We. Our. Spoken like a collectivist taking over a soft and effete egalitarian society. Have another:

Whether born from experience or inherent physiological or cultural differences, a possibility I abhor less or discount less than my colleague Judge Cedarbaum, our gender and national origins may and will make a difference in our judging.

Again, a mestizo is saying being mestizo will change the way a judge does his or her job. Come on, get this through your heads:

America has a deeply confused image of itself that is in perpetual tension. We are a nation that takes pride in our ethnic diversity, recognizing its importance in shaping our society and in adding richness to its existence. Yet, we simultaneously insist that we can and must function and live in a race and color-blind way that ignore these very differences that in other contexts we laud. That tension between “the melting pot and the salad bowl” — a recently popular metaphor used to described New York’s diversity – is being hotly debated today in national discussions about affirmative action. Many of us struggle with this tension and attempt to maintain and promote our cultural and ethnic identities in a society that is often ambivalent about how to deal with its differences.

Oh, so in other words, diversity makes the United States inherently unstable and leads to conflict over what it means to be an American. We need to both celebrate diversity and ignore it? All the while considering it desirable for people to “maintain and promote [non-white] cultural and ethnic identities,” an explicit form of factionalism—recognized in the Federalist Papers as a grave threat to the Republic—if there ever was one. No, what is quite clear is that this a collectivist speaker talking to an audience of co-ethnics. And it’s the future. Well actually, these words were spoken in 2001. It’s the present! None of these issues have been resolved; they have only accelerated.

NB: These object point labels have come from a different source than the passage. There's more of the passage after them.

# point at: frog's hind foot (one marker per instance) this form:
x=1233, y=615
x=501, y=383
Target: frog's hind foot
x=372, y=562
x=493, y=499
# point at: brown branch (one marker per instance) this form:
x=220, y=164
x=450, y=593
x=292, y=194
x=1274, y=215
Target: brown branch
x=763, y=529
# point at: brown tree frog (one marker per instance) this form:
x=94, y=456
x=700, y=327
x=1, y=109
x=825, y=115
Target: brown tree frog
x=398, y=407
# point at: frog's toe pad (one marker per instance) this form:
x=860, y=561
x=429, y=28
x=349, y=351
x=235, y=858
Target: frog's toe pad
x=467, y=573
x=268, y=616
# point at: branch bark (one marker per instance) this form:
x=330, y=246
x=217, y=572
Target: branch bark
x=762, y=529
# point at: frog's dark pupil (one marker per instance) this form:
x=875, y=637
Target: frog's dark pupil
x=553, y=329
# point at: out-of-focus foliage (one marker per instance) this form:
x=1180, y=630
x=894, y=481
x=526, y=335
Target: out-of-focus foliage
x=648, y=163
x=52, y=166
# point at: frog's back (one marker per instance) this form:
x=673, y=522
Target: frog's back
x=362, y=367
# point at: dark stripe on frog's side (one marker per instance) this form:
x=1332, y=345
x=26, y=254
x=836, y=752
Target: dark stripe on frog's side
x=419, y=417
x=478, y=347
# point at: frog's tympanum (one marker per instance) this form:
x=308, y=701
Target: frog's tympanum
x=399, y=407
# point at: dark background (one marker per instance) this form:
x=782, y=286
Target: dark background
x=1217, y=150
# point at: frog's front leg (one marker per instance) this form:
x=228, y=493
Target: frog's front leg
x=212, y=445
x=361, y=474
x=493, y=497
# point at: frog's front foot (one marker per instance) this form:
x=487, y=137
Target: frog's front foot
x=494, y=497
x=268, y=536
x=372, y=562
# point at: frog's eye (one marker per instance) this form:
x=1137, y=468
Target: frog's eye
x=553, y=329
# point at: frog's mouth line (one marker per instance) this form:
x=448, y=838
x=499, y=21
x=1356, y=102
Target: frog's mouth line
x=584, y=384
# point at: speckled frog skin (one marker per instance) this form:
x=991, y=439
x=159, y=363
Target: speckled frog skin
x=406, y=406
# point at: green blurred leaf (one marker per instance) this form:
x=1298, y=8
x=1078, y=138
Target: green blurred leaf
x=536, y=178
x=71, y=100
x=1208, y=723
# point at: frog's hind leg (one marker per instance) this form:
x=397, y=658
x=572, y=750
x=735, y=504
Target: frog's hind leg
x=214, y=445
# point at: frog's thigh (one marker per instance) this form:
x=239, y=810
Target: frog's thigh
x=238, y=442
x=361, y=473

Trump is right about the mestizo judge. So is Sotomayor. And she said it first. Republicans who deny the role of identity in politics are doing themselves a disservice in the long-run, assuming they aren’t just filthy liars being loyal to ((((an anti-conservative faction)))). They’re also cucking for the anti-gringo La Raza organization by not supporting the Republican nominee, who many of them pledged to support months ago. And as we already know, liberals calling Trump—or Whites broadly—racist for playing identity politics are pure distilled scum. They don’t even blink about doing it themselves.